Бенедикт Сарнов - Скуки не было. Вторая книга воспоминаний
Я совершенно согласен с Вами в отрицательной оценке слабого и вульгарного стихотворения, некстати поминающего имена Пушкина и Лермонтова. Единственное, что может оправдать меня перед Вами, это то, что указанное стихотворение, писанное в давнишней и непривлекательно-невежественной молодости автора, сознательно не включено в разбираемую Вами книгу. Так что огорчение Ваше — заслуга не моей, а Вашей энергии. Но все это для меня ровно ничего не значит.
Важно лишь то, что Вы в Вашей статье прямо и точно говорите, что мне «не жалко Лермонтова».
Я полагал, что Вы сами примете меры для наказания человека, в котором Вы предполагаете злодейское сочувствие убийцам Лермонтова. Не только такое обвинение, но даже такое подозрение заслуживает немедленного и решительного разбирательства
Я настоятельно прошу Вас безотлагательно сообщить мне, каким образом могу я получить от Вас удовлетворение моей чести и совести.
Любые Ваши условия, кроме перевода бумаги, буду считать для себя подходящими.
Примите уверения и прочая…
(Белла Ахмадулина. Сны о Грузии. Тбилиси, 1977. С. 523–524)Не совсем было ясно, от чьего имени написано это дышащее презрительной иронией послание. Тот факт, что автор говорит о себе в мужском роде, заставлял предположить, что пишет все это не поэтесса Белла Ахмадулина, а какой-то ее герой. С другой стороны, стихотворение, которое автор письма вроде признает своим, было написано не безымянным героем поэтессы, а ею самой. Таким образом, кто является автором этого письма, — вернее, кого надлежит считать его автором, — не вполне ясно. Но кто такой этот самый «критик Б. С.», к которому послание обращено, сомнений не вызывало.
Итак, я получил «короткий вызов, иль картель», сочиненный по всем правилам дуэльного кодекса.
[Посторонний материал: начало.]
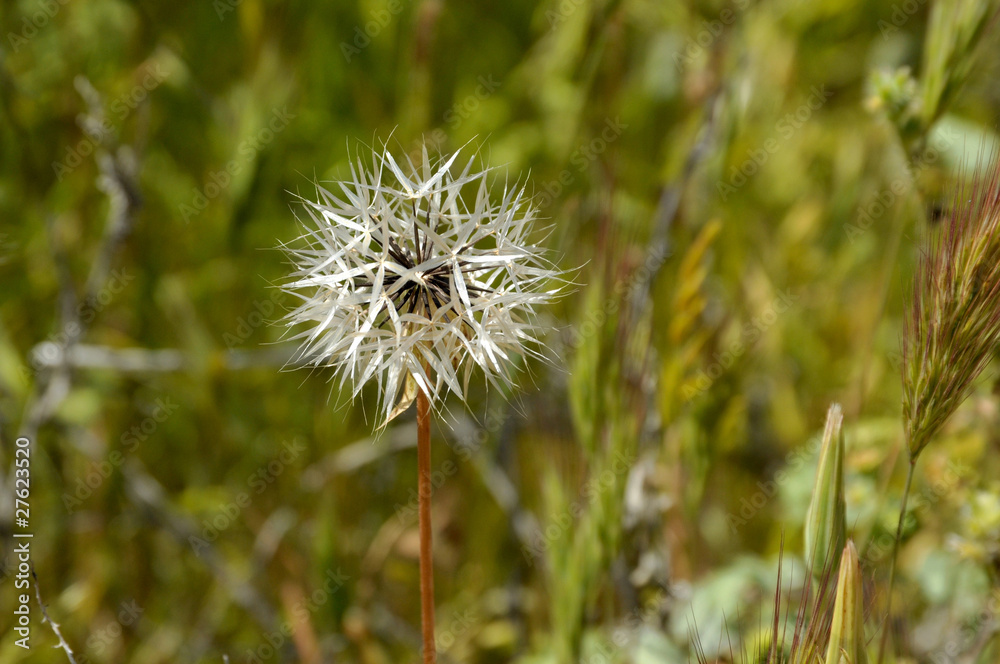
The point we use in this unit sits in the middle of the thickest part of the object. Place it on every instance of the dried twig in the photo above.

Дуэль, как вы понимаете, не состоялась. В книге («Бремя таланта» М., 1987), куда ту давнюю свою статью об Ахмадулиной — и даже в несколько расширенном виде — я все-таки включил, я сделал несколько неуклюжую попытку извиниться перед оскорбленной мною поэтессой. Написал, что не только в «злодейском сочувствии убийцам поэта», но даже в постыдном равнодушии к его гибели ее не подозревал. Объявлял инцидент чистейшим недоразумением, вину за которое брал целиком на себя: я, мол, наверно, крайне сбивчиво и невнятно выразил суть своих претензий. Надо было прямо написать, что я ничуть не сомневался, что ей, конечно же, жалко Лермонтова. А хотел я, мол, сказать всего лишь, что данное, конкретное стихотворение, данные, конкретные его строки родились не из острого, внезапно пронзившего душу автора стихотворения чувства жалости к безвременно погибшему гению, а из каких-то других ее чувств и душевных движений, если таковые имели место.
Но если быть совсем честным, надо признать, что эти мои извинения были чистейшей воды лицемерием. На самом деле оснований обижаться на меня у Беллы было более чем достаточно. И самым обидным для нее в той моей рецензии была вовсе не злополучная реплика Маршака. Самым обидным там был финал моей статьи, последний, заключающий ее абзац.
Это была цитата из Л. Н. Толстого, из «Анны Карениной»:
Нельзя запретить человеку сделать себе большую куклу из воска и целовать ее. Но если б этот человек с куклой пришел и сел пред влюбленным и принялся бы ласкать свою куклу, как влюбленный ласкает ту, которую он любит, то влюбленному было бы неприятно. Такое же неприятное чувство испытывал Михайлов при виде живописи Вронского; ему было и смешно, и досадно, и жалко, и оскорбительно.
В своей статье я этого, конечно, не написал (этого еще не хватало!), но за этой толстовской цитатой, за этой его метафорой для меня стояли не персонажи «Анны Карениной» — художник Михайлов и Вронский, а совершенно реальные, конкретные фигуры. За образом человека, который уселся перед влюбленным, чтобы на его глазах ласкать свою восковую куклу, мне виделась не одна Белла: таких имитаторов влюбленности и помимо нее было тогда немало. Но в образе влюбленного, которому глядеть на эту игру было «и смешно, и досадно, и жалко, и оскорбительно», мне представлялся только один человек: Самуил Яковлевич Маршак.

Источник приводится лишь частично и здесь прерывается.